遊川さん、今度の新作は大丈夫?


遂にはじまった遊川和彦脚本の新ドラマ『過保護のカホコ』(日本テレビ・水曜22:00〜)。

遊川さんは、オリジナル脚本のドラマをコンスタントに生み出している、最近では数少ない脚本家ということで以前より注目してきたのだが、『家政婦のミタ』の大ヒットでフォームを崩しちゃったのか、それ以降のドラマがちょっとおかしなことになっちゃっているのだ。

朝ドラとは思えない鬱展開で、主演の夏菜に「(『純と愛』で主演を務めてから)女優業が楽しくなくなった」とまで言わしめた問題作『純と愛』や、最終回に突然妻が死んでしまうという鬱エンドを迎えた『○○妻』などなど……。

『家政婦のミタ』も確かに衝撃展開の連続で人気となったドラマだったけど、「衝撃的ならいいってもんじゃないんだよ、遊川サーン!」と、新作を見るたびに思っていた。
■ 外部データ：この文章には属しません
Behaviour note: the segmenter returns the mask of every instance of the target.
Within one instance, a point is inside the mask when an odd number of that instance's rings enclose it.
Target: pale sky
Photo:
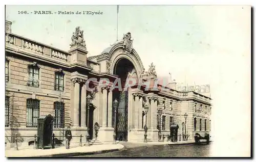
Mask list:
[[[130,32],[147,69],[159,77],[210,84],[212,150],[217,156],[246,154],[251,123],[251,7],[121,6],[118,39]],[[34,10],[103,12],[103,15],[34,15]],[[68,51],[76,26],[84,31],[89,56],[116,40],[116,6],[7,6],[12,32]],[[18,11],[30,14],[18,14]],[[213,134],[213,135],[212,135]],[[218,140],[216,140],[218,139]]]
[[[39,10],[103,14],[30,13]],[[159,77],[169,77],[170,72],[177,82],[184,83],[185,77],[188,84],[211,86],[221,82],[222,66],[226,66],[222,62],[230,61],[225,58],[240,57],[249,47],[248,35],[237,32],[248,30],[248,22],[237,21],[248,11],[241,6],[120,6],[118,39],[131,32],[144,67],[147,69],[153,62]],[[7,6],[6,17],[13,22],[12,33],[66,51],[75,28],[80,26],[88,56],[100,54],[116,40],[116,6]]]

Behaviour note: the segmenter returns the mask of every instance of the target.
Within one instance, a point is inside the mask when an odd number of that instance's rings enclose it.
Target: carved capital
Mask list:
[[[81,84],[86,84],[86,80],[79,77],[74,77],[71,78],[71,82],[74,84],[77,83]]]
[[[134,96],[134,97],[139,97],[140,95],[141,95],[140,94],[138,93],[133,93],[133,96]]]
[[[158,98],[155,96],[151,96],[148,97],[150,100],[154,100],[155,101],[158,100]]]
[[[100,89],[101,89],[101,90],[109,90],[110,89],[110,87],[108,86],[102,85],[102,86],[100,87]]]

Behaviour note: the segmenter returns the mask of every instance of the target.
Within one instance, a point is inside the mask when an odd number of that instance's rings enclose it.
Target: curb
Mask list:
[[[212,142],[212,141],[209,141],[209,143]],[[198,145],[201,145],[201,144],[206,144],[206,142],[201,142],[199,143],[199,144],[197,144]],[[195,142],[191,142],[191,143],[182,143],[182,144],[168,144],[168,145],[195,145],[197,144]]]
[[[95,154],[99,153],[104,153],[113,151],[116,151],[118,150],[120,150],[123,149],[124,147],[123,147],[120,149],[114,149],[111,150],[105,150],[101,151],[95,151],[93,152],[72,152],[72,153],[60,153],[60,154],[55,154],[51,155],[41,155],[41,156],[30,156],[27,157],[67,157],[67,156],[82,156],[82,155],[92,155]]]

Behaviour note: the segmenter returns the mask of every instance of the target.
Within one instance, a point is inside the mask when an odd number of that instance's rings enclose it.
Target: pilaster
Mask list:
[[[85,80],[83,80],[85,81]],[[81,83],[81,126],[86,127],[86,82]]]
[[[79,113],[79,95],[80,95],[80,84],[81,83],[85,83],[86,80],[82,78],[73,77],[71,78],[71,81],[74,83],[74,96],[73,99],[73,126],[75,127],[79,127],[79,119],[80,117]]]
[[[112,91],[109,89],[108,95],[108,127],[112,127]]]
[[[139,98],[140,94],[138,93],[133,93],[133,95],[135,97],[135,104],[134,104],[134,127],[136,129],[139,128]]]
[[[109,89],[109,87],[107,86],[102,86],[101,87],[101,92],[102,92],[102,109],[101,114],[101,117],[102,119],[102,127],[106,127],[106,121],[107,121],[107,109],[108,109],[108,90]]]

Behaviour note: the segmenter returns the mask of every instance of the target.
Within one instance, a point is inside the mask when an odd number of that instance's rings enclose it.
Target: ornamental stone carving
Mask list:
[[[150,68],[147,72],[148,75],[153,75],[154,76],[157,77],[157,72],[156,71],[156,66],[153,65],[153,63],[149,66]]]
[[[101,89],[101,90],[108,90],[110,89],[110,86],[107,86],[107,85],[102,85],[102,86],[100,86],[100,89]]]
[[[80,27],[76,27],[75,32],[73,32],[73,35],[71,37],[72,41],[70,44],[70,47],[78,45],[83,46],[86,49],[86,41],[83,39],[83,31],[80,29]]]
[[[155,101],[158,100],[158,98],[155,96],[148,97],[148,99],[150,100],[154,100]]]
[[[110,73],[110,70],[111,70],[111,64],[112,62],[111,60],[109,60],[106,62],[106,72]]]
[[[123,35],[123,49],[128,51],[129,53],[131,52],[132,50],[133,41],[133,40],[132,39],[131,33],[128,32],[126,34]]]
[[[143,97],[143,95],[142,94],[140,94],[139,93],[133,93],[133,95],[134,96],[134,97]]]
[[[143,68],[142,71],[140,72],[140,78],[143,78],[145,76],[148,76],[147,71],[145,71],[145,68]]]
[[[78,83],[79,84],[85,84],[86,80],[79,77],[74,77],[71,78],[71,82],[72,82],[74,84],[76,83]]]

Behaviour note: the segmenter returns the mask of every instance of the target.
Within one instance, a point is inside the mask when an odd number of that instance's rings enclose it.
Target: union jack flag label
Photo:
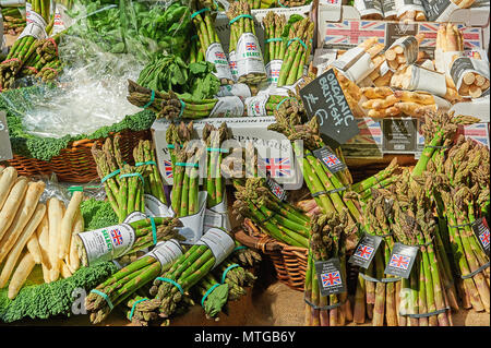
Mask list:
[[[376,250],[382,242],[382,237],[364,235],[357,248],[355,249],[355,253],[349,257],[349,263],[356,266],[360,266],[363,268],[368,268],[373,257],[375,256]]]
[[[322,296],[346,291],[338,259],[318,261],[314,263],[314,266]]]
[[[479,240],[482,249],[489,256],[489,226],[486,218],[481,217],[474,221],[472,230],[476,235],[476,238]]]
[[[418,247],[395,243],[385,274],[409,278],[418,250]]]

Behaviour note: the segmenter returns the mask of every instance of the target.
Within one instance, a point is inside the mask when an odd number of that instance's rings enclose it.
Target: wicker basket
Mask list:
[[[110,134],[110,136],[115,134]],[[125,130],[119,134],[121,135],[123,159],[130,164],[133,161],[133,147],[140,140],[152,139],[149,130],[137,132]],[[19,173],[23,176],[45,176],[55,172],[59,181],[86,183],[99,179],[91,147],[95,142],[101,145],[105,140],[103,137],[72,142],[60,152],[60,155],[52,157],[50,161],[14,155],[13,159],[9,160],[9,164],[15,167]]]
[[[242,228],[235,231],[235,237],[242,244],[268,256],[279,281],[294,290],[303,291],[308,262],[307,248],[290,247],[265,235],[251,236]]]

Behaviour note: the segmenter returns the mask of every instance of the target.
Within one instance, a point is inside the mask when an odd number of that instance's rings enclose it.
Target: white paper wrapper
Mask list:
[[[243,103],[237,96],[218,97],[209,117],[240,117],[243,116]]]
[[[266,116],[266,103],[270,96],[267,94],[259,94],[254,97],[246,99],[248,116]]]
[[[404,49],[404,57],[407,64],[412,64],[418,59],[419,45],[414,36],[404,36],[396,39],[390,48],[400,46]],[[394,71],[394,70],[393,70]]]
[[[263,53],[258,37],[252,33],[243,33],[237,41],[237,77],[248,74],[266,74]]]
[[[395,0],[397,16],[402,16],[408,11],[424,11],[421,0]]]
[[[27,21],[27,24],[22,31],[21,35],[19,36],[17,40],[23,38],[24,36],[33,36],[38,40],[45,39],[48,37],[48,34],[46,34],[46,22],[38,13],[34,11],[28,12],[29,20]]]
[[[235,83],[232,85],[220,86],[217,97],[239,97],[242,101],[251,96],[251,89],[244,83]]]
[[[488,62],[480,60],[480,59],[469,58],[469,57],[457,58],[453,62],[453,64],[451,67],[451,71],[450,71],[450,75],[451,75],[452,80],[454,81],[454,84],[457,87],[457,91],[460,88],[460,86],[463,84],[464,75],[468,72],[479,74],[481,76],[484,76],[488,80],[490,77]],[[486,91],[488,91],[488,89],[486,89]],[[484,93],[486,91],[482,91],[482,93]]]
[[[412,65],[411,72],[412,74],[408,85],[408,89],[424,91],[441,97],[445,96],[445,74],[441,74],[435,71],[431,71],[417,65]]]
[[[161,203],[156,196],[145,193],[143,195],[145,200],[145,213],[152,217],[171,217],[172,212],[170,208]]]
[[[203,232],[205,233],[213,227],[223,228],[227,231],[231,229],[226,200],[205,211]]]
[[[182,255],[182,249],[179,245],[179,241],[175,239],[157,243],[151,252],[145,254],[145,256],[156,259],[163,267],[176,261],[180,255]]]
[[[196,242],[197,245],[207,245],[215,256],[214,268],[230,255],[236,247],[235,240],[219,228],[211,228]]]
[[[384,15],[382,11],[382,4],[379,0],[355,0],[355,9],[360,12],[361,16],[370,14]]]
[[[355,83],[361,82],[373,71],[373,62],[370,55],[359,47],[347,50],[332,65],[336,67],[340,73]]]
[[[135,240],[134,230],[128,224],[81,232],[77,236],[83,242],[89,265],[124,255]]]
[[[205,53],[205,60],[215,64],[215,76],[217,76],[218,79],[227,79],[233,81],[227,56],[225,56],[224,48],[221,47],[220,43],[214,43],[208,46]]]
[[[183,226],[178,228],[179,235],[185,238],[182,242],[183,244],[194,244],[203,236],[204,212],[206,208],[207,196],[208,193],[206,191],[201,191],[197,196],[197,202],[200,205],[197,213],[179,218]]]
[[[275,59],[266,64],[267,82],[272,84],[278,83],[279,71],[282,70],[283,60]]]

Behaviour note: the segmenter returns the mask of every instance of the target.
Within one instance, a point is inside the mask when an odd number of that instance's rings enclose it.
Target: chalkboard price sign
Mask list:
[[[309,118],[316,117],[322,134],[345,144],[360,130],[333,69],[300,89]]]

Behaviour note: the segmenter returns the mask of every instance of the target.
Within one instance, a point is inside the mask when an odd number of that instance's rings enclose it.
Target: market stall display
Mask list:
[[[265,272],[306,326],[489,314],[489,27],[447,2],[2,4],[0,321],[216,324]]]

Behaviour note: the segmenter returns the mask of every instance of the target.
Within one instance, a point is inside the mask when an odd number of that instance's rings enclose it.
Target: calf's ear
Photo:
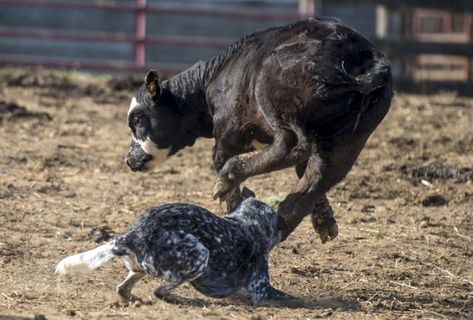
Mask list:
[[[150,94],[153,100],[159,99],[161,96],[161,80],[159,79],[159,73],[156,70],[150,70],[145,77],[146,90]]]

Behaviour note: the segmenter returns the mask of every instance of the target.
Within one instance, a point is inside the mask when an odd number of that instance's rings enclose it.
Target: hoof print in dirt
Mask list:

そんな遊川さんも、2014年に結婚して以降、じょじょに作風がマイルドになってきている。……というか、妙にファミリー志向になっているようだ。

完璧すぎる契約妻を描いた『○○妻』、偽装結婚をしていたカップルが真実の愛に目覚める『偽装の結婚』、育児放棄された子どもと特別養子縁組をする『はじめまして、愛しています』、熟年夫婦を描いた初監督作品『恋妻家宮本』、そして今回の『過保護のカホコ』。

結婚に対して疑問を持っていたような時期から、子どもメッチャカワイイ期まで……ちょっと分かりやす過ぎじゃないですか(遊川さんのとこに子どもがいるかどうかは未確認だけど)。

そんな遊川さんの「過保護に育てられた子ども」ドラマ。果たしてどんな感じなのか?


過保護 VS 夢見がちなバカ?


根本カホコ(高畑充希)は、父・正高(時任三郎)と母・泉(黒木瞳)に超甘やかされて育ってきたため、大学4年なのに毎日母親に弁当を作ってもらって、駅までクルマで送り迎えしてもらい、着る服すら自分では決められない過保護な娘。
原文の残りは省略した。